WHITEPARISH DATA FROM THE 1841 CENSUS

We hope that the information accessible from this page may be useful to villagers and others interested in the people living in our village in 1841. The source data came from the North Wiltshire Online Census Project (NWOCP)—1841, who transcribed the census results into computer-displayable form. (If you want to do any cross-checking, their work for Whiteparish and some other villages can be seen at this link.) NWOCP are part of the thoroughly worthwhile nationwide Free Census project (FreeCEN).

We have rearranged NWOCP's Whiteparish work into a small database which you can view in a convenient format. This rearrangement was fairly straightforward and hopefully won't have introduced any errors—but if you find any, please let us know.

Use the following menu to view the census information in several different (hopefully self-explanatory) ways.

Census Data Menu

Some Abbreviations

The following list doesn't cover all the abbreviations used in the 1841 Whiteparish census, but it should help. It's not difficult to work out (or at least guess at) what most of the others stand for.

Ag. Lab.
 Agricultural Labourer
Ap.
 Apprentice
Army
 Members of HM land forces of whatever rank
Cl.
 Clerk
F.S.
 Female Servant
H.P.
 Members of HM armed forces on half-pay
Ind.
 Independent - people living on their own means
J.
 Journeyman
M.
 Manufacturer
m.
 Maker - as in ‘Shoe m.’
M.S.
 Male Servant
Navy
 Members of HM naval forces, including marines, of whatever rank
P.
 Pensioner in HM armed forces
Rail. Lab.
 Railway Labourer
Serv.
 Servant
Sh.
 Shopman

One or Two Facts

Total population at the time of the census: 1277
Oldest resident: Elizabeth Heath, who apparently lived alone at the age of 104
Youngest resident: Miss Mary Chalk, at just two weeks (rounded up to one month in the database)
Average age: 24.39
Most numerous surname: Chalk (59 of 'em).
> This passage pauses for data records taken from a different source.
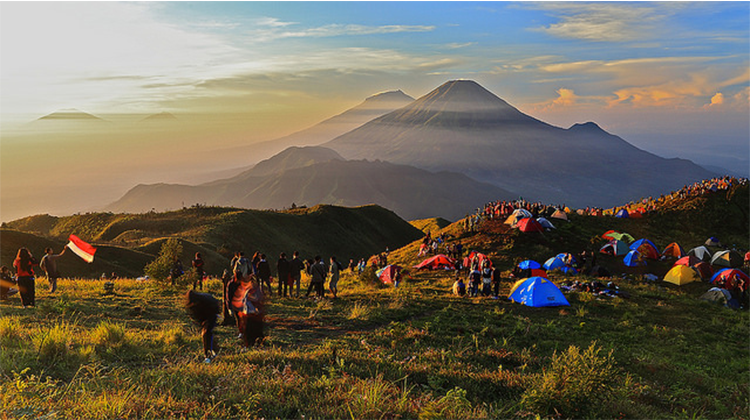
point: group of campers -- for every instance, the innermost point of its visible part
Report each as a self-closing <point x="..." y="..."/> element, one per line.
<point x="247" y="282"/>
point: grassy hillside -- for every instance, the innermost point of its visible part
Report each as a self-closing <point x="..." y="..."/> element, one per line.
<point x="128" y="241"/>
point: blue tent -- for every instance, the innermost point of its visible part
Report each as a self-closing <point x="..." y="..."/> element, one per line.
<point x="553" y="263"/>
<point x="538" y="292"/>
<point x="633" y="259"/>
<point x="529" y="264"/>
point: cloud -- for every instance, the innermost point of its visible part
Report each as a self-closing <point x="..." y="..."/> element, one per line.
<point x="606" y="22"/>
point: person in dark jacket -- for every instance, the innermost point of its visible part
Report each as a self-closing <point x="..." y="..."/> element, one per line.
<point x="198" y="264"/>
<point x="204" y="310"/>
<point x="295" y="269"/>
<point x="282" y="270"/>
<point x="264" y="273"/>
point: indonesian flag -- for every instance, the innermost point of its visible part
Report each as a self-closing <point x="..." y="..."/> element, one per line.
<point x="82" y="249"/>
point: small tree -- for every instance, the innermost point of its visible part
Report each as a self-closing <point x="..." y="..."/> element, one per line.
<point x="160" y="268"/>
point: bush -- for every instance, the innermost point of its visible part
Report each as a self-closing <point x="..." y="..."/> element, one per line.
<point x="160" y="268"/>
<point x="108" y="334"/>
<point x="575" y="385"/>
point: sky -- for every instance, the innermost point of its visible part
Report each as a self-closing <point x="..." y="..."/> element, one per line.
<point x="670" y="77"/>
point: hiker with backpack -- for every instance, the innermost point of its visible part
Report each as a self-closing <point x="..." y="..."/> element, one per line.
<point x="49" y="265"/>
<point x="204" y="310"/>
<point x="23" y="264"/>
<point x="318" y="273"/>
<point x="283" y="273"/>
<point x="295" y="269"/>
<point x="335" y="273"/>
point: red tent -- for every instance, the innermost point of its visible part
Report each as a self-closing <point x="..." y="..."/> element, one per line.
<point x="388" y="274"/>
<point x="689" y="261"/>
<point x="437" y="262"/>
<point x="529" y="225"/>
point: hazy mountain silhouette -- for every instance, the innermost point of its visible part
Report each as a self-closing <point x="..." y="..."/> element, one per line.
<point x="316" y="175"/>
<point x="372" y="107"/>
<point x="462" y="127"/>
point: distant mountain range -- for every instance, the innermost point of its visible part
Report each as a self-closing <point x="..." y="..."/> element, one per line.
<point x="314" y="175"/>
<point x="442" y="155"/>
<point x="462" y="127"/>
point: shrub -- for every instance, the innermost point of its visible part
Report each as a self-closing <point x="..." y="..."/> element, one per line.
<point x="53" y="343"/>
<point x="577" y="384"/>
<point x="108" y="334"/>
<point x="160" y="268"/>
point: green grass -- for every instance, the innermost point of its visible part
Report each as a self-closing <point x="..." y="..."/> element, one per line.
<point x="412" y="352"/>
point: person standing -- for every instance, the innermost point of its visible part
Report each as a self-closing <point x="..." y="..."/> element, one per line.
<point x="198" y="264"/>
<point x="335" y="273"/>
<point x="264" y="273"/>
<point x="295" y="269"/>
<point x="282" y="270"/>
<point x="318" y="274"/>
<point x="23" y="264"/>
<point x="49" y="265"/>
<point x="204" y="310"/>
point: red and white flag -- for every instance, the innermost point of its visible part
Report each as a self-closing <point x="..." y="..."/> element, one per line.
<point x="82" y="249"/>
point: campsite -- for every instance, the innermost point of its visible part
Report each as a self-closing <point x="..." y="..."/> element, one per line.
<point x="413" y="351"/>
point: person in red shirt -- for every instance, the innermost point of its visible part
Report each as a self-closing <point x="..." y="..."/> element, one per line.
<point x="23" y="264"/>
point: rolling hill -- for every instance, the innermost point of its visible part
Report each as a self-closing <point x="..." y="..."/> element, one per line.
<point x="316" y="175"/>
<point x="127" y="242"/>
<point x="462" y="127"/>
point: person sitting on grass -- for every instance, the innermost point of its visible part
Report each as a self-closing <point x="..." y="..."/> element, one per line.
<point x="204" y="310"/>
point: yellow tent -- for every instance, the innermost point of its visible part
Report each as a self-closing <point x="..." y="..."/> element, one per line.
<point x="681" y="274"/>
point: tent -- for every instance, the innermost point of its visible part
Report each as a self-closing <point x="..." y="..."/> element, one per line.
<point x="712" y="241"/>
<point x="529" y="224"/>
<point x="689" y="261"/>
<point x="731" y="278"/>
<point x="633" y="259"/>
<point x="388" y="273"/>
<point x="673" y="250"/>
<point x="529" y="264"/>
<point x="545" y="223"/>
<point x="481" y="258"/>
<point x="625" y="237"/>
<point x="717" y="295"/>
<point x="553" y="263"/>
<point x="559" y="214"/>
<point x="681" y="274"/>
<point x="704" y="269"/>
<point x="439" y="261"/>
<point x="615" y="247"/>
<point x="538" y="292"/>
<point x="729" y="258"/>
<point x="701" y="252"/>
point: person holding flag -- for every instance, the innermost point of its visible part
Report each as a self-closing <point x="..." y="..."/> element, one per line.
<point x="49" y="265"/>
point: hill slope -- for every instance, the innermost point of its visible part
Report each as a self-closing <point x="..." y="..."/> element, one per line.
<point x="462" y="127"/>
<point x="127" y="242"/>
<point x="316" y="175"/>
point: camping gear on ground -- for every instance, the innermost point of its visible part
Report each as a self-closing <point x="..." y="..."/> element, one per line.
<point x="625" y="237"/>
<point x="538" y="292"/>
<point x="633" y="259"/>
<point x="681" y="274"/>
<point x="731" y="279"/>
<point x="673" y="250"/>
<point x="559" y="214"/>
<point x="545" y="223"/>
<point x="728" y="258"/>
<point x="553" y="263"/>
<point x="528" y="225"/>
<point x="439" y="261"/>
<point x="701" y="252"/>
<point x="388" y="273"/>
<point x="615" y="247"/>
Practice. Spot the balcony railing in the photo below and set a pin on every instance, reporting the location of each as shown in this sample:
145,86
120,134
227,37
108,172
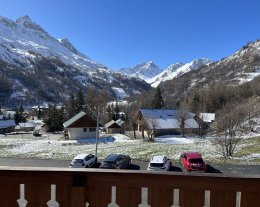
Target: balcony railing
66,187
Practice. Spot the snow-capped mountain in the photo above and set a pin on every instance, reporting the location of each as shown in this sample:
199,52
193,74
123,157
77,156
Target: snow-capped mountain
178,69
20,39
36,66
144,71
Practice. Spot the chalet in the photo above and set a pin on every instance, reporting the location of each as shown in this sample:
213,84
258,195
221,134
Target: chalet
207,117
80,126
113,127
25,126
7,126
165,121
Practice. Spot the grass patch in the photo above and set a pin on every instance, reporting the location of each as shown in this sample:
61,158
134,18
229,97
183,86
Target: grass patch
252,145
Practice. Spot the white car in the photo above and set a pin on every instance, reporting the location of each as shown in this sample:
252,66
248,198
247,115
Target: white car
83,161
159,163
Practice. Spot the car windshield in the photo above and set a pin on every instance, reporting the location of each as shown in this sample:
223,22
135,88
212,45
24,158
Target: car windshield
108,164
196,160
77,161
156,164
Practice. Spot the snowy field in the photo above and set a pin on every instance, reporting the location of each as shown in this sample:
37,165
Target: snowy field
53,146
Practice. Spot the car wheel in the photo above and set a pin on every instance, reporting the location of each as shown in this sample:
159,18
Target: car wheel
186,171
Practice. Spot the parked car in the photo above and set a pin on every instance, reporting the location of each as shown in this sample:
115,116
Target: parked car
114,161
192,161
159,163
83,160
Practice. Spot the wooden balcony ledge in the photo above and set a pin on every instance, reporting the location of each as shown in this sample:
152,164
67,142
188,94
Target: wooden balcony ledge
67,187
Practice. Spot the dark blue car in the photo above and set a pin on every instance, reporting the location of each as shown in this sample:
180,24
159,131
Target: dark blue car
116,161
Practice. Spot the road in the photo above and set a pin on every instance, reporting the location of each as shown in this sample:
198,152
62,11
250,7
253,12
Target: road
136,165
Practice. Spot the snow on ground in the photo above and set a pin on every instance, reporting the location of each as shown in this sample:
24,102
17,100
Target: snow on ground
120,93
53,146
250,157
175,140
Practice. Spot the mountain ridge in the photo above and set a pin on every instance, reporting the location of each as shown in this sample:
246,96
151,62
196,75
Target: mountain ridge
38,67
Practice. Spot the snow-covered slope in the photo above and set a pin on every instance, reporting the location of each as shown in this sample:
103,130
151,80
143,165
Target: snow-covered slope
144,71
176,70
38,67
19,40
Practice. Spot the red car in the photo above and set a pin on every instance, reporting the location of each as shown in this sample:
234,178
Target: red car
192,161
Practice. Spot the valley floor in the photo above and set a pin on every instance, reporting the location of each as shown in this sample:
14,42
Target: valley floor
53,146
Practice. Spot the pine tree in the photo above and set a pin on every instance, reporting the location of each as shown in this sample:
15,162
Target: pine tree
79,102
19,115
116,112
71,107
54,118
157,102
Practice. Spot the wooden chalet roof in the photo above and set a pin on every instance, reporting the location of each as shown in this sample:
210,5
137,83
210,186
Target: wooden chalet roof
80,120
115,124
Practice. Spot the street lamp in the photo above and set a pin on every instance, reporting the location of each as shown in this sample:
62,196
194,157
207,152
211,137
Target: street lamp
97,130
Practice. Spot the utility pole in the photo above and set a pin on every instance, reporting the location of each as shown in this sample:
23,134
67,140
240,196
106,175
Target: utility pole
97,130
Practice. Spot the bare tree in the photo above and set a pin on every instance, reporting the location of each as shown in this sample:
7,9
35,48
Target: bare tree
228,127
150,125
252,111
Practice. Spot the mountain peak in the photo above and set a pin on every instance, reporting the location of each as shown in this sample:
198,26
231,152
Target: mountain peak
66,43
26,22
25,18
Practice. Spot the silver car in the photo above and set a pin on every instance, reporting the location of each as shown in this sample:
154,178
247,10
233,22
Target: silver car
159,163
83,161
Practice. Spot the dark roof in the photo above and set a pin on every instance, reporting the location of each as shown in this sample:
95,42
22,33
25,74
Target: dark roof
111,158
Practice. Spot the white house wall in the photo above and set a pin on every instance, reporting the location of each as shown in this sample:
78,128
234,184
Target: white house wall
78,133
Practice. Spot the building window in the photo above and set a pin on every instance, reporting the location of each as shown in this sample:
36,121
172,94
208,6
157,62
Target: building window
92,129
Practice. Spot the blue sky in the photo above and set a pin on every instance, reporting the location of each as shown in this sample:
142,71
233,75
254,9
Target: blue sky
123,33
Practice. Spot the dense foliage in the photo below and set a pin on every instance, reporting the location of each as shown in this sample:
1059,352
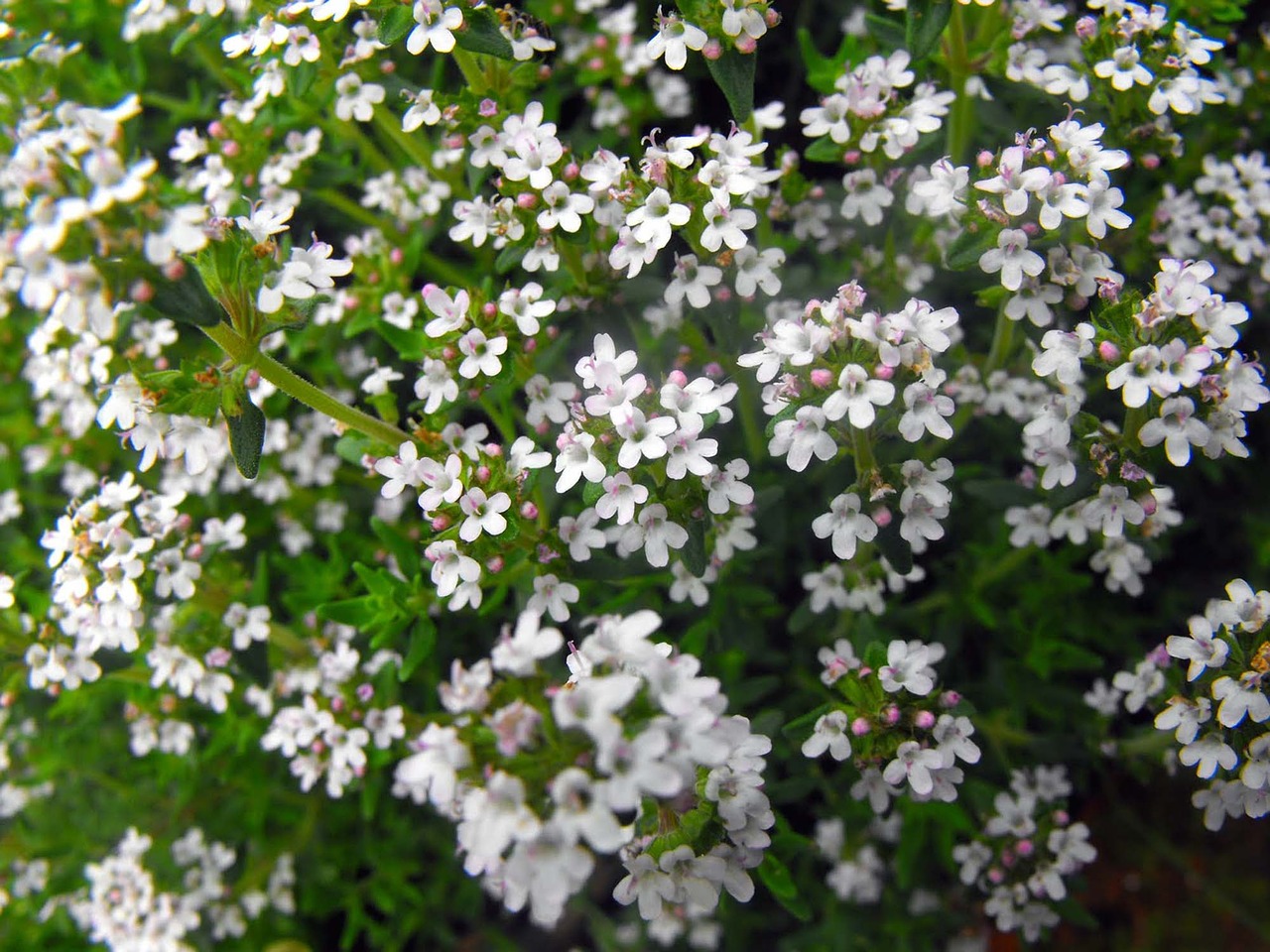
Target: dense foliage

Relationship of 1841 Census and 1842 Tithe Map

Many of the same names occur in both the original census data and the original 1842 tithe map data. Hardly surprising when they were produced within such a short time of each other. So when we were adapting the data it was tempting to try to cross-link names in the census to names in the tithe map data. However, we decided against this, because it would have involved making assumptions about those links, and we didn't want to take the risk of any wrong assumptions resulting in wrong or misleading information. Readers will have to make connections between the two sets of data for themselves!